Geschäfte mit Rechten?
Eine geplante Flüchtlingsunterkunft im Landkreis Meißen soll einer rechtspopulistischen Vereinigung gehören
Das leerstehende Haus in der Königstraße im sächsischen Lommatzsch wirkt unscheinbar. Renoviert, kein heruntergekommenes Gebäude, für den Einzug möglicher neuer Mieter hergerichtet. Neue Bewohner sollen hier bald einziehen, der Landkreis Meißen will hier bald sieben Flüchtlinge unterbringen. Wie Recherchen der Sächsischen Zeitung nun allerdings ergaben, hat das zuständige Landratsamt offenbar einen Vertrag über die Nutzung des Hauses mit der Rechtspopulisten nahestehenden Vereinigung »Eigentümer Ost« geschlossen.
Dessen Präsident Lars Seidensticker ist gleichzeitig Generalsekretär der rechtspopulistischen selbsternannten Bürgerbewegung »Pro Deutschland«, die in der Vergangenheit vor allem mit Provokationen gegenüber Muslimen und islamophoben Protesten in Erscheinung trat, 2011 tauchte sie zu ihren Hochzeiten im Verfassungsschutzbericht des Landes Nordrhein-Westfalen auf. Pikant ist ebenfalls: Sowohl »Pro Deutschland« als auch der »Eigentümerverband Ost« geben jeweils im Impressum ihrer Websiten die gleiche Berliner Adresse an.
Gegenüber der »SZ« bestätigte eine Sprecherin des Landkreises, dass es einen entsprechenden Vertrag gibt. Bisher soll das Haus einer 74-Jährigen Rentnerin gehört haben, seit dem 15. April liege jedoch ein so genannter Auflassungsvermerk vor, mit dem verhindert wird, dass der bisherige Eigentümer die Immobilie ein zweites Mal verkauft, bevor der neue Besitzer im Grundbuch eingetragen ist.

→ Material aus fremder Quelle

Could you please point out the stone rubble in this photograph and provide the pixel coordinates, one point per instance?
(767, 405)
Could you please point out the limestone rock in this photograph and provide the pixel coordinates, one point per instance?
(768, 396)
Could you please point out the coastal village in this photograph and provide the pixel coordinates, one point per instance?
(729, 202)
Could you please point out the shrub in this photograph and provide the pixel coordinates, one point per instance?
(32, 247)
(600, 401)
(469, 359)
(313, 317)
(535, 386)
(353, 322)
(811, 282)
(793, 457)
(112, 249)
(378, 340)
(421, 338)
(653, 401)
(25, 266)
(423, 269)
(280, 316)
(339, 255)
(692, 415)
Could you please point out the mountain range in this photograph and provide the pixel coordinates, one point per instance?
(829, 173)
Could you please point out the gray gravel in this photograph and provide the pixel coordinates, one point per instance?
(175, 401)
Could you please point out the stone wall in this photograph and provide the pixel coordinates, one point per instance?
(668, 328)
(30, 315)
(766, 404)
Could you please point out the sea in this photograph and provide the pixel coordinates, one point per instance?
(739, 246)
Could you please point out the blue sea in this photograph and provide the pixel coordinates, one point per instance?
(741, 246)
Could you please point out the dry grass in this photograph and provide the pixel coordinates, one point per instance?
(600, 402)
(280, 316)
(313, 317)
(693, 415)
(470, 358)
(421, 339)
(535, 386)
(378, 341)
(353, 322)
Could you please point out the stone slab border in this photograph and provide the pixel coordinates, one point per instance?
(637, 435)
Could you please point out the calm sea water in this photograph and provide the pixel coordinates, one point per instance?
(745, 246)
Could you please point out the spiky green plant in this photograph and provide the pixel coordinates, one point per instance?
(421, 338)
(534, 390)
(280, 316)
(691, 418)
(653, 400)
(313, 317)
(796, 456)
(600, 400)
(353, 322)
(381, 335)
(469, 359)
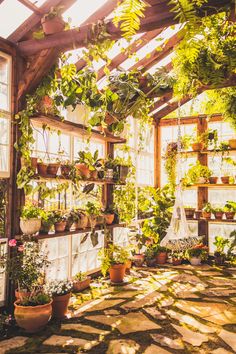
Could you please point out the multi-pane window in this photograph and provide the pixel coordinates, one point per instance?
(5, 113)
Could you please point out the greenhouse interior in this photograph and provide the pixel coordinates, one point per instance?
(118, 176)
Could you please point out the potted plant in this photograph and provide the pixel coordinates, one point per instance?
(47, 221)
(34, 312)
(218, 213)
(25, 265)
(197, 253)
(114, 259)
(230, 210)
(30, 220)
(197, 174)
(219, 253)
(80, 282)
(109, 215)
(189, 212)
(59, 219)
(52, 22)
(161, 254)
(206, 211)
(60, 290)
(150, 258)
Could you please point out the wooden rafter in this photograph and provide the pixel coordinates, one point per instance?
(75, 38)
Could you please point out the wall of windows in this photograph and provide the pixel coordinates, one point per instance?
(5, 114)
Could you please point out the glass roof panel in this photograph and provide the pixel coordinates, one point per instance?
(12, 14)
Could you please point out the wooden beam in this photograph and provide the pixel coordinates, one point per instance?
(77, 38)
(31, 6)
(26, 28)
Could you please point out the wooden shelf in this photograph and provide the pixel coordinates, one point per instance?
(39, 178)
(74, 232)
(213, 186)
(76, 129)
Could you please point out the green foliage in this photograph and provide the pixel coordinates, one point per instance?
(128, 16)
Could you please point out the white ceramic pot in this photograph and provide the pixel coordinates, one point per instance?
(30, 226)
(195, 261)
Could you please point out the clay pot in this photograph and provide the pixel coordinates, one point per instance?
(189, 212)
(32, 318)
(213, 180)
(197, 146)
(232, 143)
(60, 305)
(30, 226)
(218, 215)
(176, 261)
(20, 295)
(60, 226)
(65, 170)
(138, 260)
(161, 258)
(128, 265)
(225, 180)
(83, 170)
(117, 273)
(53, 168)
(197, 214)
(229, 215)
(206, 215)
(109, 218)
(42, 169)
(80, 285)
(52, 25)
(195, 261)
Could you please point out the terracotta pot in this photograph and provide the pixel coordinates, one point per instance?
(225, 180)
(53, 25)
(80, 285)
(189, 212)
(229, 215)
(65, 170)
(218, 215)
(30, 226)
(232, 143)
(197, 214)
(42, 169)
(34, 163)
(206, 215)
(32, 318)
(161, 258)
(19, 295)
(128, 265)
(60, 306)
(109, 218)
(195, 261)
(83, 170)
(176, 261)
(117, 273)
(53, 168)
(213, 180)
(197, 146)
(60, 226)
(94, 174)
(151, 262)
(138, 260)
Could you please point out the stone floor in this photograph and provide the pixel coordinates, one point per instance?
(180, 309)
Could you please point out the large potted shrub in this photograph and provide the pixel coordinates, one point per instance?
(52, 22)
(60, 290)
(114, 260)
(219, 253)
(30, 221)
(81, 282)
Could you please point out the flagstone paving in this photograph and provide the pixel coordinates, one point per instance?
(167, 310)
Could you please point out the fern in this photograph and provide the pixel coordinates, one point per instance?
(130, 13)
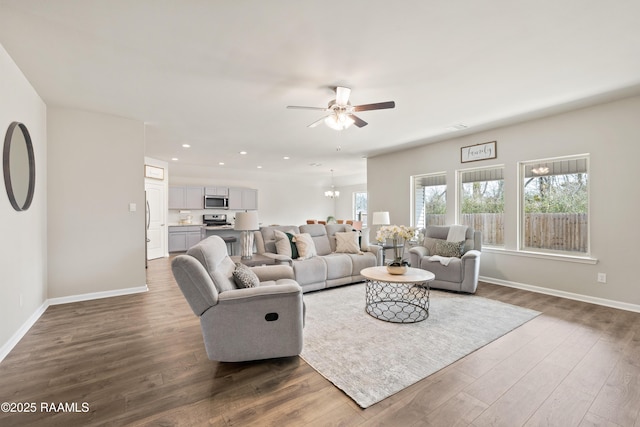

Doch warum kam der Vertrag über eine Nutzung als Asylunterkunft überhaupt zustande? »Wir machen bei Mietverträgen keine Gesinnungsprüfung«, erklärt die Sprecherin des Landratsamtes. Allerdings hätte eine kurze Recherchen über den »Eigentümerverband Ost« auf dessen Website schnell ergeben, dass der Verein enge Beziehungen zum rechten Spektrum pflegt. So heißt es etwa über einen aktuellen Eintrag »Selbstaufgabe: Sudetendeutsche verzichten auf ihr Recht auf Heimat!«, in einen weiteren Beitrag vom 15. Februar 2015 wird für eine Petition geworben, die »Gerechtigkeit für Vertriebene« fordert.
Auch im Bundestag ist der Verein nicht unbekannt. Bereits im Dezember 2012 stellte die Linksfraktion eine Kleine Anfrage an die Bundesregierung, inwieweit der »Eigentümerbund Ost« die deutsch-polnische Beziehungen belaste, in der Sie den Verein in die Nähe von »deutschen Revisionisten« und »extremen Rechten« stellte.
Gegenüber dem Tagesspiegel äußerte sich die sächsische Landtagsabgeordnete und flüchtlingspolitische Sprecherin der LINKEN, Juliane Nagel, schockiert über die unkritische Haltung des Landkreises Meißen: »Das geht gar nicht. Niemand darf in die Verantwortung genommen werden, der rassistisch oder fremdenfeindlich ist«, so die Linken-Politikerin. Derartige Zusammenhänge könnten sich »sehr leicht negativ« auf die in Lommatsch unterzubringenden Flüchtlinge auswirken.
Seidensticker erklärt auf Nachfrage der »SZ«, er wolle nicht mehr mit »Pro Deutschland« in Verbindung gebracht werden. Die Webseite listet ihn allerdings weiterhin (Stand: 14.07) als Generalsekretär der Vereinigung auf. Dies räumte auch Seidensticker auf Nachfrage der Regionalzeitung ein, erklärte allerdings, auf dem kommenden Parteitag nicht mehr antreten zu wollen.